箱入り令嬢ですが恋がしたいのです〜選ばれなかった御曹司に溺愛されて結婚します〜
プロローグ
 私は愛されている。
 だからこそ、自由がない。

「佳乃にはこれが似合うわ。あなたの綺麗な黒髪にもぴったり!」

「本当……素敵な桜色……」

 ――本当はこっちのラベンダー色の方が好きなんだけどな。なんならもう少し濃い紫とか着てみたい。

「素敵よねぇ。イヤリングはこのパールにしましょ? ネックレスも一緒でとっても素敵」

「うん、素敵……」

 テーブルに並ぶアクセサリーはどれも高級感溢れる煌めかしい宝石ばかり。真珠やダイヤ、オパールなど目が眩みそうだ。でも私はもっと華奢なゴールドのアクセサリーや、少し派手なシルバーのフープピアスなどをつけてみたりしたいんだ。

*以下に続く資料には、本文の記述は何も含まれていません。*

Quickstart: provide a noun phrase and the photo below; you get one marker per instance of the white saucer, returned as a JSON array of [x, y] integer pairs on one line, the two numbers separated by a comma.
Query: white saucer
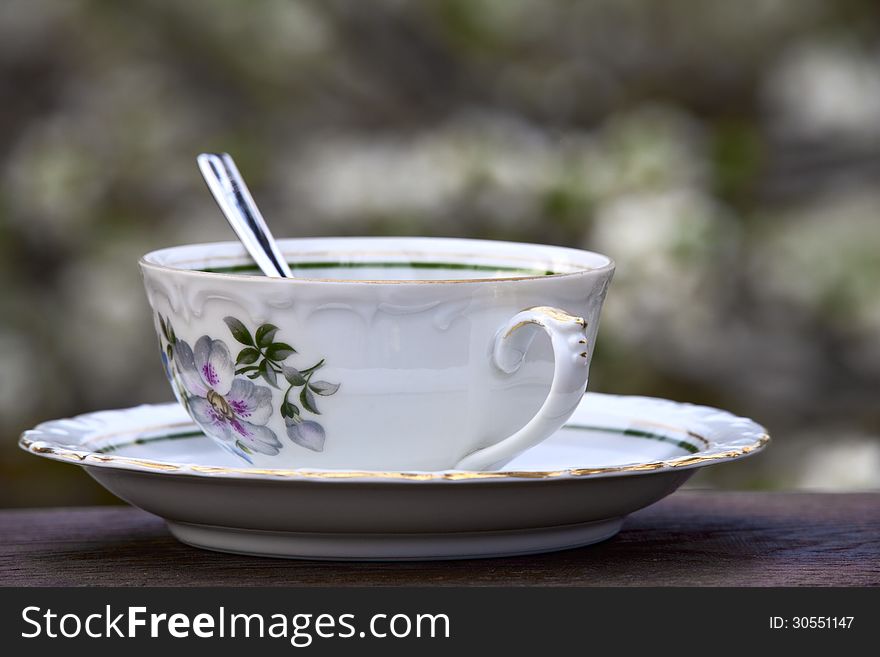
[[616, 455]]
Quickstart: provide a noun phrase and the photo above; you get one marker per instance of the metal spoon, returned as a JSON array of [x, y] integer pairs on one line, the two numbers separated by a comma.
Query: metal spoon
[[235, 201]]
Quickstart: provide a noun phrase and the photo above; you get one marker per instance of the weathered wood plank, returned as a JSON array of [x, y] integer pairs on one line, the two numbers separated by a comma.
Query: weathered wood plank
[[692, 538]]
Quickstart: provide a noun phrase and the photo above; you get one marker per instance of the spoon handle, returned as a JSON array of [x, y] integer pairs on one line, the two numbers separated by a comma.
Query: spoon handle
[[237, 205]]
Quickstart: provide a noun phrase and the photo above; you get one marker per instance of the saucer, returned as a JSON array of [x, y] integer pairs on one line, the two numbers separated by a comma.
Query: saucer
[[616, 455]]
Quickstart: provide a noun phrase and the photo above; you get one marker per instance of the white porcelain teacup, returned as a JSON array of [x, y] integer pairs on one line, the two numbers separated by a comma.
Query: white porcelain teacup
[[383, 353]]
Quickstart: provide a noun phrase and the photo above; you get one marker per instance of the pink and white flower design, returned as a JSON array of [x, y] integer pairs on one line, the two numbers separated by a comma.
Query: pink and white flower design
[[230, 408]]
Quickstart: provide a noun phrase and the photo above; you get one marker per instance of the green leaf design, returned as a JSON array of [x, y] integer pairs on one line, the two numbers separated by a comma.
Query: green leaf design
[[247, 356], [268, 374], [239, 331], [308, 401], [289, 410], [324, 388], [293, 376], [266, 334], [279, 351]]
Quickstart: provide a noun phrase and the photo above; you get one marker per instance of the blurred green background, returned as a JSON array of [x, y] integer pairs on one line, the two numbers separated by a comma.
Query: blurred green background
[[726, 154]]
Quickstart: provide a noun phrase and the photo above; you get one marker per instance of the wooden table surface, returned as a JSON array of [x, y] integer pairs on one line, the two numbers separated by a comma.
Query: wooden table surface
[[696, 538]]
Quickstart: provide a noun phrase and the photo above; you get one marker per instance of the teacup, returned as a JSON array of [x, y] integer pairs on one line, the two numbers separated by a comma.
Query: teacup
[[382, 353]]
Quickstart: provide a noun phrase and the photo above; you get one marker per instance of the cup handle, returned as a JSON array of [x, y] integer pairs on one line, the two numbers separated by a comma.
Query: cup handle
[[572, 365]]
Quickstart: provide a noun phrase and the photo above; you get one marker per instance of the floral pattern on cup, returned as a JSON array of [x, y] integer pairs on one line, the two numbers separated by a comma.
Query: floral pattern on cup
[[222, 396]]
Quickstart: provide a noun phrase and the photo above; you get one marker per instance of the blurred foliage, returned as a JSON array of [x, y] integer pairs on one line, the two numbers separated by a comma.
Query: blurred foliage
[[727, 155]]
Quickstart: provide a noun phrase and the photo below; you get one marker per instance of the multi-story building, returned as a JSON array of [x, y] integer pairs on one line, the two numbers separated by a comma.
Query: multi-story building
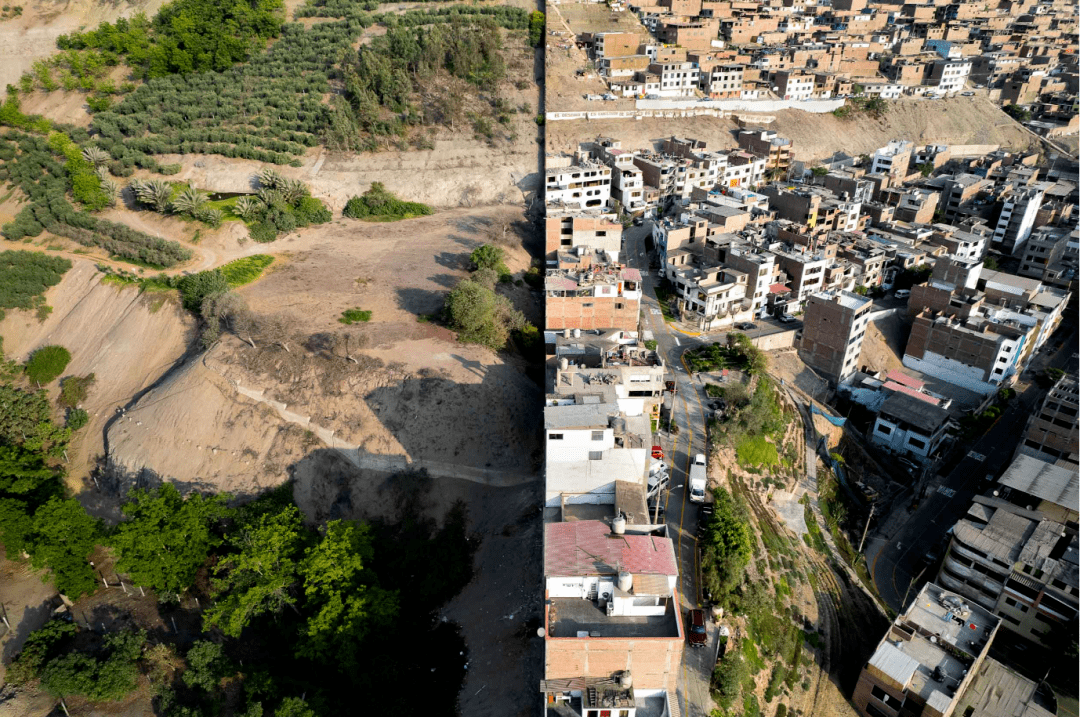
[[586, 185], [949, 75], [1015, 552], [909, 423], [765, 143], [928, 659], [794, 84], [1051, 433], [1016, 220], [834, 324], [592, 294], [569, 231], [893, 159], [613, 636]]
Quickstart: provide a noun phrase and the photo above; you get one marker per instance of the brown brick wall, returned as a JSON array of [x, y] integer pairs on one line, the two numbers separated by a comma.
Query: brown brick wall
[[571, 312], [653, 662]]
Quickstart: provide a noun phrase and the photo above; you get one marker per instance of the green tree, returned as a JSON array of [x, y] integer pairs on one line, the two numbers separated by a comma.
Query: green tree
[[261, 576], [46, 363], [294, 707], [206, 665], [342, 594], [536, 28], [166, 538], [110, 675], [727, 546], [41, 646], [489, 257], [62, 539], [480, 315]]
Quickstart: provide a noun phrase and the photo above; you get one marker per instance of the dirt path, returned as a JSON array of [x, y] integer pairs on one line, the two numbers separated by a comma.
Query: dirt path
[[356, 456]]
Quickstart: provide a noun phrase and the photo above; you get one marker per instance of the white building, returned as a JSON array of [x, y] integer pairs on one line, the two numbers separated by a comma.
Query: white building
[[585, 186], [676, 79], [632, 575], [909, 424], [883, 91], [589, 447], [1016, 219], [895, 151]]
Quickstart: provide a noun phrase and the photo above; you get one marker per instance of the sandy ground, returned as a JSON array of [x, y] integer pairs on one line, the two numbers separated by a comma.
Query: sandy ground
[[26, 39], [124, 338], [959, 121], [412, 379]]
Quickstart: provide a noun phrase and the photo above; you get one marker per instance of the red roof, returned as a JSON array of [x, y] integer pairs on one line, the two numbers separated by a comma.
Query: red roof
[[892, 386], [901, 377], [590, 548]]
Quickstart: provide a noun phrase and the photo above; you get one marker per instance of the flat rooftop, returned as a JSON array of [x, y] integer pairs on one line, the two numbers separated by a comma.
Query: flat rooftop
[[569, 616]]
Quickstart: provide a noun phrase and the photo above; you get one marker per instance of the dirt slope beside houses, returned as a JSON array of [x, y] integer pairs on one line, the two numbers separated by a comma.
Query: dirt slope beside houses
[[125, 338]]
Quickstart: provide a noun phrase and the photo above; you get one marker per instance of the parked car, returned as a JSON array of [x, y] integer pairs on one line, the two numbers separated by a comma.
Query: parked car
[[697, 635], [659, 513]]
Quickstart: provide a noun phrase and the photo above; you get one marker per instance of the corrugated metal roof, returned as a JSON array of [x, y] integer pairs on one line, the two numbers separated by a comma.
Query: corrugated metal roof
[[1042, 479], [651, 585], [589, 548], [901, 377], [895, 664]]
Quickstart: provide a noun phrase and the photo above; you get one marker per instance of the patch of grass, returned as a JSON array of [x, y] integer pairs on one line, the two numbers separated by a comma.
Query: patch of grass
[[379, 204], [46, 363], [354, 316], [246, 270], [756, 450], [25, 275]]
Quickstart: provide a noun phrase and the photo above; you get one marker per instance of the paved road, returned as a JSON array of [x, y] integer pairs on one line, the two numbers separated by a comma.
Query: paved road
[[682, 515], [895, 558]]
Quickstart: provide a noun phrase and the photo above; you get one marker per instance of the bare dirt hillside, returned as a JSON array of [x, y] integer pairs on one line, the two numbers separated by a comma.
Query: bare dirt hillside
[[127, 340], [959, 121], [32, 36], [393, 391]]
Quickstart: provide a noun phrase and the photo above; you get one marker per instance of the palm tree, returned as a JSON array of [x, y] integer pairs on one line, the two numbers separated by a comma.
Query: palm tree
[[111, 190], [189, 201], [270, 177], [293, 190], [153, 192], [247, 207], [95, 156]]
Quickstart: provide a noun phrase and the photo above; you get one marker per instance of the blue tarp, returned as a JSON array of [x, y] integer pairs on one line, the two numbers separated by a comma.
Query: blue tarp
[[835, 420]]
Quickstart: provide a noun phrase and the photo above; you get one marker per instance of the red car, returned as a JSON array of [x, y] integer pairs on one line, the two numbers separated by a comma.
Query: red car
[[696, 634]]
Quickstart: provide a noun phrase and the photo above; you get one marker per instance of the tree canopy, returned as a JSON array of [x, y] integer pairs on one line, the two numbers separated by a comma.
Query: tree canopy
[[260, 576], [166, 538]]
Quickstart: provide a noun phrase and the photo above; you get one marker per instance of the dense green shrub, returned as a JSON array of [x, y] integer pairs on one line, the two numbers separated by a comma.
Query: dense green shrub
[[262, 232], [194, 288], [25, 275], [354, 316], [73, 390], [46, 363], [378, 204], [243, 271]]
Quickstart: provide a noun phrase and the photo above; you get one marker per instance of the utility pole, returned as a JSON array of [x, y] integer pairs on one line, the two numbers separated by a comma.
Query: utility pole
[[915, 580], [863, 539]]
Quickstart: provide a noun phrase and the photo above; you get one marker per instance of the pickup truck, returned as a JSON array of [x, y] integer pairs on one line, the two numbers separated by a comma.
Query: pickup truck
[[698, 479]]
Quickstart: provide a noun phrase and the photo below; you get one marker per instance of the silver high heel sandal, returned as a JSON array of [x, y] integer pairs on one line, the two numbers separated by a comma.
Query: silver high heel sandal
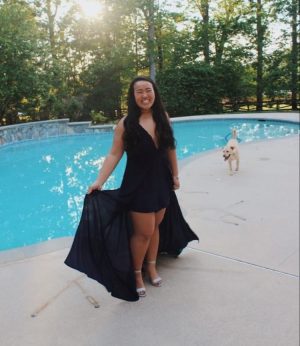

 ――フープピアスなんかつけたいって言ったらママは悲鳴を上げちゃうかも。

「佳乃には絶対そんな品のないもの似合わないわ! 佳乃はパールやダイヤの方が可愛いお顔に映えるんだから!」

 ずっと、可愛いと褒められ愛されて暮らしてきた。何不自由なく、たくさんのものを与えてもらって不満なんかない。ないけれど、心の奥ではずっと、ずっと満たされない思いを抱えてきている。